Ski de pente raide: Tony Lamiche parle du Nant Blanc

Publié le 25 avril 2016 par Fredvionnet @grimpisme

Les répétitions et ouvertures en pente raide continuent à un rythme effréné en ce mois d’avril 2016 dans le massif du Mont Blanc (voir sur penteraide.com), même si le gros mauvais temps actuel et les fortes chutes de neige en haute montagne collent momentanément les énervés au bar ou derrière la fenêtre de leur salon. Parmi toutes ces réalisation certaines ont une saveur mythique, comme la face sud du Moine (voir ce post), la voie des Autrichiens (voir ce post) ou encore le Nant Blanc à l’Aiguille Verte que Tony Lamiche, Alex Pittin et Hélias Millerioux ont répété le mercredi 20 avril.

La première descente du Nant Blanc fut réalisée par Jean-Marc Boivin en juin 1989, répétée en juin 1999 par Marco Siffredi puis en juin 2009 par Pierre Tardivel et Stéphane Brosse (plus d’infos à nouveau sur penteraide.com). Quand Tony raconte et quand on sait dans quelles conditions lui et ses larrons sont capables de skier le Mallory à l’Aiguille du Midi (voir Cham’Lines S3EP1), cette descente sort nettement du lot sur les réalisations 2016 (pour le moment …):

« Nous sommes montés le lundi 18 avril bivouaquer au sommet des Grands Montets. Le plan initial était de skier le couloir des Oreilles de Lapin le lendemain matin, pour remonter le Nant Blanc avant de le skier. On comptait sur les éclaircies annoncées durant l’après-midi de ce lundi pour stabiliser la neige car le Nant Blanc prend bien le soleil à cette période. Finalement nous avons du renoncer au réveil car des ravales de vent d’Est de 150 km/h durant la nuit avaient formé des grosses plaques dans le couloir d’accès.

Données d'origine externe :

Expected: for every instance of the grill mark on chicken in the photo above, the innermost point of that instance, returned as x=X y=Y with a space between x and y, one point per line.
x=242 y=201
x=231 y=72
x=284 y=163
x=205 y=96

Rien que pour redescendre par le hors-piste classique des Grands Montets il nous a fallu être très prudents (ndlr: c’est ce jour là qu’a tragiquement disparu la freerideuse suisse Estelle Balet, dans une avalanche sur le versant suisse du massif du Mont Blanc).
Nous avions bien repéré l’itinéraire depuis le sommet de la Petite Verte, du coup on a tenté le coup à vue depuis le sommet, en prenant la première benne et en remontant par la voie Washburn de la face nord (ndlr: également nommée les « Z », voir cette news). Nous avons du retracer le bas puis pu profiter des marches faites par 2 gars partis plus tôt du refuge. Cela nous a permis d’arriver à 11h15 au sommet sans être fatigués. Nous avons chaussé 30 minutes plus tard et à 12h00 on attaquait le Nant Blanc proprement dit.
Nous sommes dès le début restés sur le versant Nant Blanc. Le détour par le droite sur la calotte (ndlr: dans le sens de la descente), utilisé par Tardivel et Brosse, n’était de toute manière pas skiable. Après avoir skié le long de l’arête ouest, on s’est donc jeté contre le sérac, découvrant 2cm de neige sur de la glace bleue… il a fallu sortir la corde pour 2 rappels de 60 mètres et 1 de 30 mètres.
Arrivés sur la premier névé nous avons skié sur la gauche, sur de la neige froide posée sur de la glace, alors que la droite de la pente était de toute façon vitrifiée et inskiable. C’était plutôt bon à skier avec des skis bien préparés mais cela ne pardonne pas la moindre erreur.
Ensuite nous n’avons pas pu skier la « banquette Tardivel » sur la gauche. C’était très raide avec des passages en glace, il faut dire que Tardivel et Brosse l’avaient skiée en juin avec certainement plus de neige. On s’est assuré sur 80 mètres de traversées en corde tendue, crampons au pieds.
Vient ensuite le deuxième névé, toujours aussi suspendu avec les mêmes conditions de neige, c’est émouvant quand la spatule accroche la glace… Pour le zigzag en bas là aussi cela manquait de neige et on a fait 2 rappels de 20 mètres, le zag passait probablement à ski mais on a joué la carte de la prudence.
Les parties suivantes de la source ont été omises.